Salter comparte trono con Raymond Carver en lo más alto de la narrativa corta norteamericana, muchas veces incluso lo supera, pues su habilidad para la concisión y la elipsis se me antojan inigualables; pero Carver compensa esta distancia con verismo, con instantáneas de realidad que Salter no puede o no quiere siquiera concebir. Los personajes de Carver son gente ordinaria, perdedores del día a día como los hay a patadas en la vida con sólo levantar una piedra. Los protagonistas de Salter, en cambio, son siempre una élite de desahogados económicos e intelectuales que nunca pronuncian una palabra fuera de lugar porque ni su vocabulario ni su cultura son de este mundo. Una raza de superhombres extraordinarios que liberados del esclavismo de una vida mundana y servil pueden dedicar toda su energía al cultivo de la intelectualidad estética y las pasiones destructoras. En tanto los personajes de Salter se debaten desesperadamente por una nueva oportunidad para vibrar, sentirse felices y únicos, los de Carver malbaratan su existencia sabiendo que eso de "brillar" es siempre algo que les sucede a otros.

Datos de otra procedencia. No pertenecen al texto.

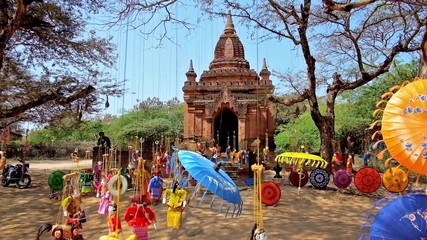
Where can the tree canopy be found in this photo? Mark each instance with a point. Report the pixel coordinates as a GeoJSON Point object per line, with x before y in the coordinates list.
{"type": "Point", "coordinates": [51, 66]}
{"type": "Point", "coordinates": [344, 45]}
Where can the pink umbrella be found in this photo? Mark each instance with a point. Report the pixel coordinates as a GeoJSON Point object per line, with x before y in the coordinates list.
{"type": "Point", "coordinates": [342, 179]}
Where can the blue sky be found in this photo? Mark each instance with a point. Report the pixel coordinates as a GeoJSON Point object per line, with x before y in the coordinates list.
{"type": "Point", "coordinates": [160, 72]}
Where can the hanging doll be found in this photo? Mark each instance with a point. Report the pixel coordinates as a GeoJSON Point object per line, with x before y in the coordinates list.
{"type": "Point", "coordinates": [155, 187]}
{"type": "Point", "coordinates": [73, 210]}
{"type": "Point", "coordinates": [97, 170]}
{"type": "Point", "coordinates": [176, 204]}
{"type": "Point", "coordinates": [76, 234]}
{"type": "Point", "coordinates": [2, 160]}
{"type": "Point", "coordinates": [139, 217]}
{"type": "Point", "coordinates": [168, 165]}
{"type": "Point", "coordinates": [106, 198]}
{"type": "Point", "coordinates": [114, 225]}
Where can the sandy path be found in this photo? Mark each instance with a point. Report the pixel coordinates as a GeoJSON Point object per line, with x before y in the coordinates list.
{"type": "Point", "coordinates": [312, 214]}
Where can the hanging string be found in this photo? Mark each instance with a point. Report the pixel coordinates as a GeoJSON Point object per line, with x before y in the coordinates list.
{"type": "Point", "coordinates": [176, 52]}
{"type": "Point", "coordinates": [125, 66]}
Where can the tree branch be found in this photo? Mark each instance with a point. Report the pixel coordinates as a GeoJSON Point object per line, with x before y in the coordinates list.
{"type": "Point", "coordinates": [44, 98]}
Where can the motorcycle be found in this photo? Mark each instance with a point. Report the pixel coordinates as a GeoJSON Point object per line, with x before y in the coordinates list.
{"type": "Point", "coordinates": [17, 174]}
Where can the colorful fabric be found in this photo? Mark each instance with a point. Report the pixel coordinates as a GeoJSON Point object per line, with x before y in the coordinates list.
{"type": "Point", "coordinates": [174, 212]}
{"type": "Point", "coordinates": [106, 198]}
{"type": "Point", "coordinates": [141, 233]}
{"type": "Point", "coordinates": [176, 198]}
{"type": "Point", "coordinates": [174, 217]}
{"type": "Point", "coordinates": [139, 216]}
{"type": "Point", "coordinates": [114, 223]}
{"type": "Point", "coordinates": [155, 186]}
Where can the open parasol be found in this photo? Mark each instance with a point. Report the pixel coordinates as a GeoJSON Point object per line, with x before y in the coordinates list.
{"type": "Point", "coordinates": [342, 179]}
{"type": "Point", "coordinates": [298, 179]}
{"type": "Point", "coordinates": [319, 178]}
{"type": "Point", "coordinates": [404, 128]}
{"type": "Point", "coordinates": [270, 193]}
{"type": "Point", "coordinates": [395, 180]}
{"type": "Point", "coordinates": [367, 180]}
{"type": "Point", "coordinates": [213, 179]}
{"type": "Point", "coordinates": [402, 218]}
{"type": "Point", "coordinates": [301, 159]}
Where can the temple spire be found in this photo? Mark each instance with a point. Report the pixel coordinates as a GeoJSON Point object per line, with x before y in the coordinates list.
{"type": "Point", "coordinates": [191, 74]}
{"type": "Point", "coordinates": [264, 73]}
{"type": "Point", "coordinates": [229, 26]}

Salter se disfruta como una sala de museo, Carver como una atracción de espejos deformantes.



julio 21, 2010

La Legión de los Idiotas




Todo y ser una novela memoralística sobre la Primera Guerra Mundial, en Un año en el Altiplano no son recurrentes los pasajes de absurda masacre; las grandes masas de hombres al asalto con la bayoneta calada que terminan, sí o sí, desventrados en Tierra de Nadie, a los pies de la trinchera enemiga o la propia, o semienterrados en el fondo de un cráter de obús. Algo hay de todo eso, por supuesto, pero queda claro que a Emilio Lussu le pareció mucho más importante retratar a fondo el que él mismo creía, a buen seguro, el verdadero mal, MAL con mayúsculas, de todo aquel asunto. Mucho más terribles que la sangría y la matanza de aquellos hombres, más terrible aún que el propio sinsentido de la guerra, fueron, nos quiso decir Lussu, sus mandos; los generaluchos y comandantitos que se servieron del pretexto de la guerra para, mediante su ineptitud, su altanería, su ceguera, propiciar dichas masacres. Hombres que no tuvieron el menor escrúpulo en enviar a la muerte a miles de soldados por la simple ambición de un asecenso o una medalla, y que a la postre sólo conseguieron, una y otra vez, miles de vidas sacrificadas por apenas un palmo de tierra ganada al enemigo, las más de las veces ni siquiera eso. Aquí se hace inevitable recordar la figura del General Paul Mireau de Senderos de Gloria. Claro que donde Stanley Kubrick era trágico Emilio Lussu es irónico; evidencia la incompetencia y la tiranía de los mandos del Ejército, cualquier Ejército, a través de la humorada y la caricatura. Y he ahí el gran acierto del libro, introducir la sorna y la sonrisa cómplice en un escenario tan luctuoso como el de la guerra. Hasta tal punto que en ocasiones uno tiene la sensación de que se está asistiendo a la representación de una opereta con las trincheras por decorado, y que cada vez que aparece un tipo con la pechera floreada de galones, el uniforme inmaculado, se sabe que el bufón acaba de entrar en escena y que el catálogo de sus ridículos y payasadas es inagotable. Lástima es que cada una de esas bufonadas acabase por costar la vida de tantos hombres que no tuvieron la oportunidad ni de reír los últimos ni reír mejor. El pez grande se sigue comiendo al chico, por más que aquél sea un redomado estúpido.